Monthly Archives: June 2017

postponing….

I’m not sure if “postponing” is even a right form of word. I mean I have been setting the application aside. I must admit, I’m too afraid to fail. I’m afraid of rejection of entering the program. I’m afraid if I’m accepted, I won’t be able to finish all the assignments. I’m afraid even if I can finish all the assignment, my grades won’t be good enough for me to pursue my master degree in the future. I’m afraid I can’t find a job after I finish the program. I’m afraid…. too many things…. that actually stops me from writing the application.

How silly… or I dunno….

Writing it all down, I can see I’m always fear driven. Where’s my hope? Why am I not driven by hope or anything positive? Why don’t I see the bright side of this world? I always see the dark, maybe I’m drawn to the dark…. Can I ask God to help me to see there’s hope at the end of the tunnel? Can I ask him to show me the way and help me to stay on it? Can I ask him to give me strength to walk on the path that he desires for me? Can my spirit be stronger so that I can walk on for God? Can I ask him to shine his light upon me so that dark will flee away? Can I not be afraid to think what other people think of me, and just focus what God think? Can I have a stronger desire to read his word. Can I have the determination to be a self-discipline person? Can I have desire to be self-control in everything that I do? Can I…..

6 mo 1 wk

Today Oki is 6 Mo and 1wk old since his birthday. Also marks today as he is home 3 mo already. He hasn’t grown a lot lately, I can only notice he grow longer but not taller. He is a joy to us although sometimes he can be very naughty.

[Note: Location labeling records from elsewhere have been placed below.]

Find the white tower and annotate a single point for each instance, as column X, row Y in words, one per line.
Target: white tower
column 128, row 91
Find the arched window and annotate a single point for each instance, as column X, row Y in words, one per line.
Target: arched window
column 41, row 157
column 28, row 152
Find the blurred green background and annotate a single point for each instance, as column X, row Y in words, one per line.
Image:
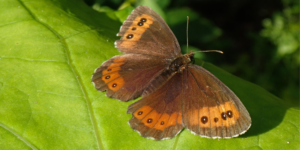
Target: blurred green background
column 260, row 39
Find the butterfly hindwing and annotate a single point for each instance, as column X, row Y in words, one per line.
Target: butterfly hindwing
column 124, row 77
column 210, row 108
column 159, row 114
column 145, row 32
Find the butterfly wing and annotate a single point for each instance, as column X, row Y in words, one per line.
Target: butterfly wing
column 210, row 108
column 124, row 77
column 145, row 32
column 159, row 115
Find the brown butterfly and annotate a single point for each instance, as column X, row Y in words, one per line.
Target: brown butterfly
column 175, row 93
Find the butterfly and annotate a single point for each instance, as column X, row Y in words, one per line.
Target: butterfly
column 176, row 93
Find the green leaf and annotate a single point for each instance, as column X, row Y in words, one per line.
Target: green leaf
column 48, row 53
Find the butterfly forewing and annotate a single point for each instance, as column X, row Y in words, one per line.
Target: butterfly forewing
column 145, row 32
column 125, row 78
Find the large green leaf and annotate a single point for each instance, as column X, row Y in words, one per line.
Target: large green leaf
column 48, row 52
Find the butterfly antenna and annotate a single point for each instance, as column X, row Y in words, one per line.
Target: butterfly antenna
column 218, row 51
column 187, row 34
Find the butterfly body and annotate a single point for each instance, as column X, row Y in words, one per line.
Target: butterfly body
column 175, row 92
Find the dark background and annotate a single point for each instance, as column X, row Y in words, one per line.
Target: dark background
column 260, row 39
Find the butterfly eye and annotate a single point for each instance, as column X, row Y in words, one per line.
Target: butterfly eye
column 129, row 36
column 140, row 23
column 229, row 114
column 216, row 119
column 140, row 112
column 223, row 115
column 204, row 119
column 149, row 120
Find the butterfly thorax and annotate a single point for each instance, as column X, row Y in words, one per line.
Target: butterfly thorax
column 180, row 63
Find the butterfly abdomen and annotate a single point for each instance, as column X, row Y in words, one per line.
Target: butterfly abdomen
column 180, row 63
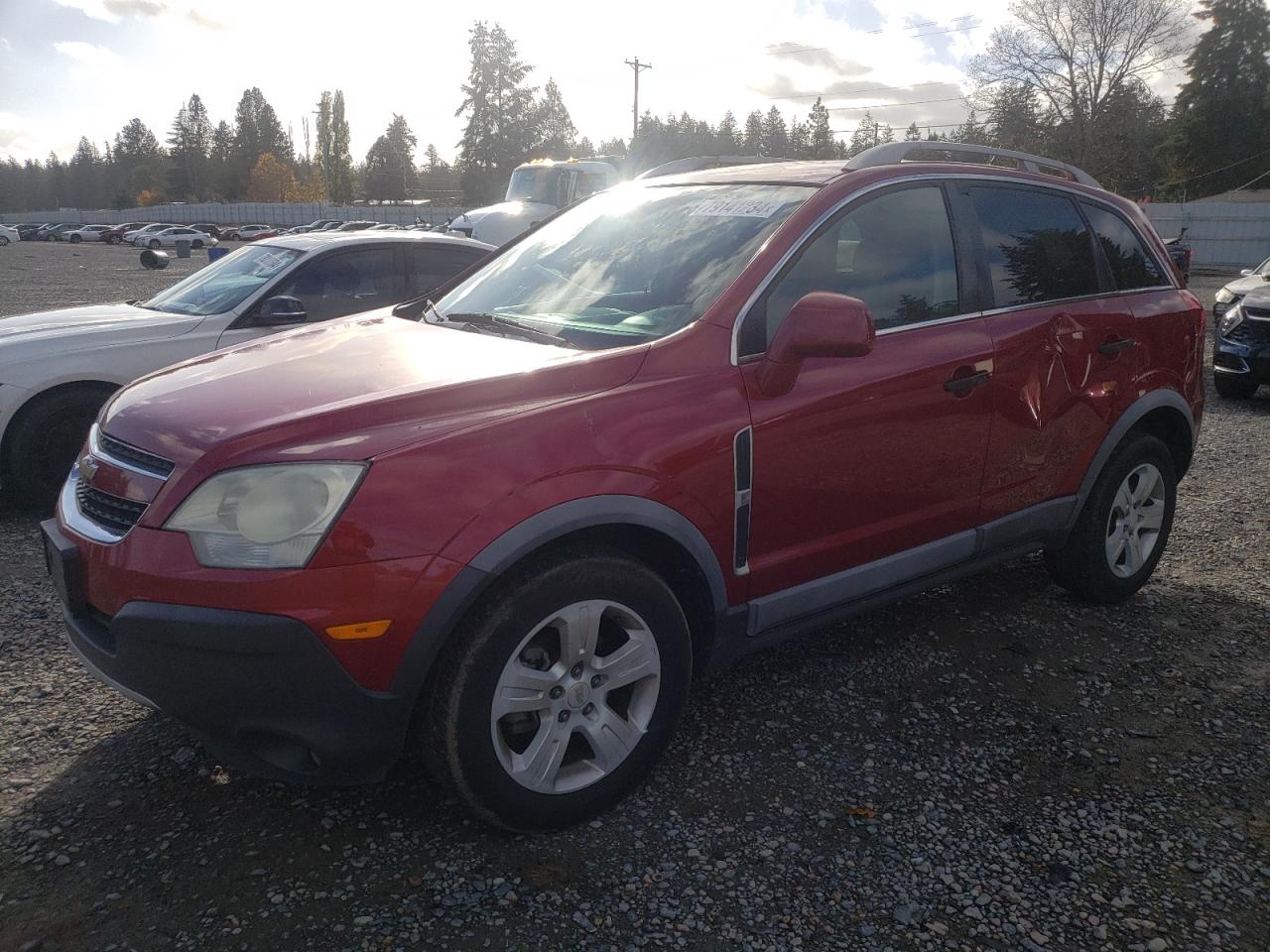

Every time I look at him, I notice his sparkling eyes as if he wants to tell me something. Probably something like ” can I have more treats please!” =P Joking aside, when I look into his eyes I see loyalty. Though, I trained him to look at me whenever I give him treat or meal, his eyes tell me how much he trust me. It is every time he looks me in the eye, he trust that I won’t tease him but give him what he wants because he followed the command.

This little creature is growing bigger and probably taking more space in our hearts. He is a good doggy, I hope I know how to train him to be a more gentle and calm when meeting strangers.